China-Singapore Jingwei, January 7th. On the 7th, the three major A-share indexes opened higher, and then the trend diverged. The ChiNext stock index fluctuated down, and it stood at 3100 points at midday.

The Shanghai Composite Index rose 0.35% to 3,598.62 points. The Shenzhen Component Index fell 0.20% to 1,440.67 points. The GEM index fell 0.81% to 3102.01 points.

On the disk, oil and gas exploration and services, new crown inspection, combustible ice and other sectors led the two markets. Soybean, planting and forestry sectors were among the top decliners, and high-prosperity circuits such as lithium batteries, energy storage, and photovoltaics were once again in a downturn.

Up to now, the ratio of all trading stocks in Shanghai and Shenzhen stocks is 1498:3080, with 46 daily limit and 7 daily limit.

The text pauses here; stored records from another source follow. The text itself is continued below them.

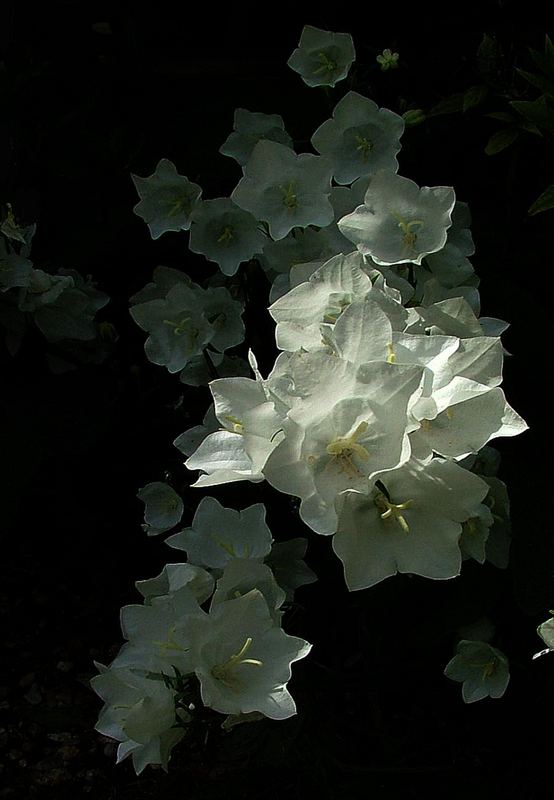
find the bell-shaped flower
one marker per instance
(243, 659)
(450, 266)
(219, 534)
(482, 670)
(138, 712)
(177, 326)
(189, 441)
(173, 577)
(225, 233)
(331, 446)
(399, 222)
(163, 507)
(410, 522)
(460, 418)
(155, 634)
(300, 313)
(360, 139)
(224, 315)
(241, 575)
(285, 190)
(250, 428)
(166, 199)
(322, 57)
(286, 560)
(248, 128)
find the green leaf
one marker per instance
(450, 105)
(489, 56)
(500, 140)
(536, 111)
(504, 116)
(544, 202)
(539, 81)
(414, 116)
(474, 96)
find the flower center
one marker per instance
(393, 511)
(225, 672)
(344, 448)
(237, 424)
(227, 235)
(409, 235)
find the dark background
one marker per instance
(91, 92)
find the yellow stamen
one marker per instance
(223, 672)
(227, 235)
(393, 510)
(238, 426)
(344, 448)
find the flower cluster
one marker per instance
(181, 658)
(366, 417)
(376, 415)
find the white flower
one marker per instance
(163, 507)
(139, 713)
(482, 669)
(248, 128)
(243, 659)
(287, 564)
(399, 222)
(285, 190)
(241, 575)
(546, 632)
(177, 326)
(220, 534)
(411, 522)
(225, 233)
(155, 635)
(167, 199)
(461, 418)
(250, 423)
(301, 312)
(336, 441)
(322, 58)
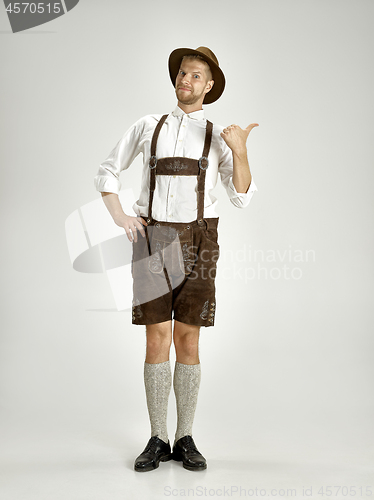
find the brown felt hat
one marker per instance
(175, 60)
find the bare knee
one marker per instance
(158, 342)
(186, 341)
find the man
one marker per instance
(183, 154)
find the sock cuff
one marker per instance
(163, 367)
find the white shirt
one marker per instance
(175, 196)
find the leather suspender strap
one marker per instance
(153, 163)
(203, 164)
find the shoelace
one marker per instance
(189, 444)
(152, 445)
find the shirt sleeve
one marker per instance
(120, 158)
(226, 170)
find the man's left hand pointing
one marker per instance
(236, 137)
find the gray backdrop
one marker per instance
(287, 374)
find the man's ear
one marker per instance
(210, 85)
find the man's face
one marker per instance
(192, 82)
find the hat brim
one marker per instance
(175, 60)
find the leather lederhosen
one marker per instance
(168, 252)
(172, 241)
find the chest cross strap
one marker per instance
(177, 165)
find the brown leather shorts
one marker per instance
(174, 270)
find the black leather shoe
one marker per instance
(155, 451)
(185, 450)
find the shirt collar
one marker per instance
(195, 115)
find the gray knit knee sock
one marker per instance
(157, 381)
(186, 387)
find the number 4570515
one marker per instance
(40, 7)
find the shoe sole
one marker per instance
(163, 458)
(179, 458)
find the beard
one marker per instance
(188, 97)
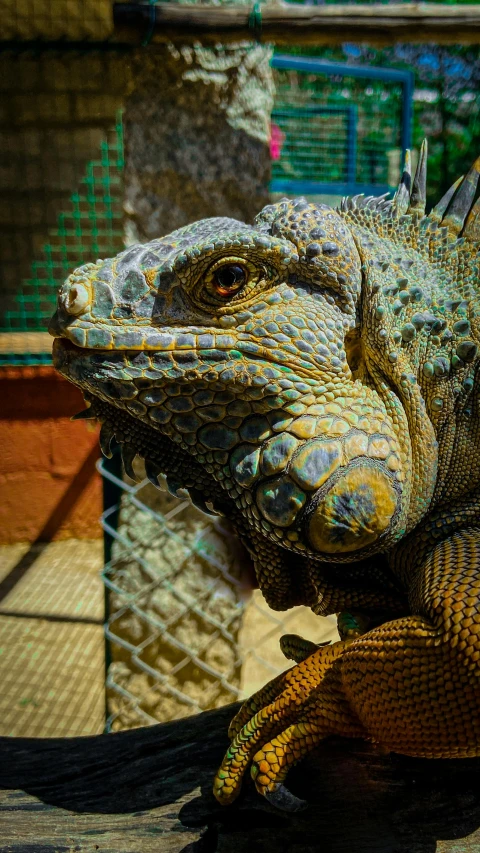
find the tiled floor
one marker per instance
(51, 639)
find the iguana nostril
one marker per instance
(76, 299)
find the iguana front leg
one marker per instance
(412, 684)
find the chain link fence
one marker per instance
(185, 631)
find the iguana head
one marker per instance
(244, 347)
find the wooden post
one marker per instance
(285, 23)
(149, 790)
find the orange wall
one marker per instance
(49, 487)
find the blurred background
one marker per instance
(121, 605)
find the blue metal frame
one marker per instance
(350, 112)
(342, 69)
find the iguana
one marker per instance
(314, 377)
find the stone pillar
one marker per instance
(196, 136)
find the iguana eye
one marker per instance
(229, 279)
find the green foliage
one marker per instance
(446, 102)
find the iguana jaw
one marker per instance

In terms of northbound funds, the morning net inflow of northbound funds exceeded 7.2 billion yuan, of which the inflow of Shanghai Stock Connect exceeded 6.1 billion, and the inflow of Shenzhen Stock Connect exceeded 1 billion.

In terms of individual stocks, the current daily limit shares are as follows: Jingcheng shares (10.02%), Hubei Broadcasting (10.01%), Cuiwei shares (10.04%), Jiaoda Ongli (9.95%), Yiling Pharmaceutical (9.99%).

The limit-down stocks are as follows: Yongxing Materials (-10.00%), Yueyang Xingchang (-10.01%), Guoxin Health (-10.01%).

The top five stocks with turnover rate are: Shanghai Harbor, Zhenghe Eco, Sanwei Tiandi, Qingdao Food, Chunxue Food, which are 51.000%, 49.159%, 48.371%, 43.466%, and 41.104%, respectively.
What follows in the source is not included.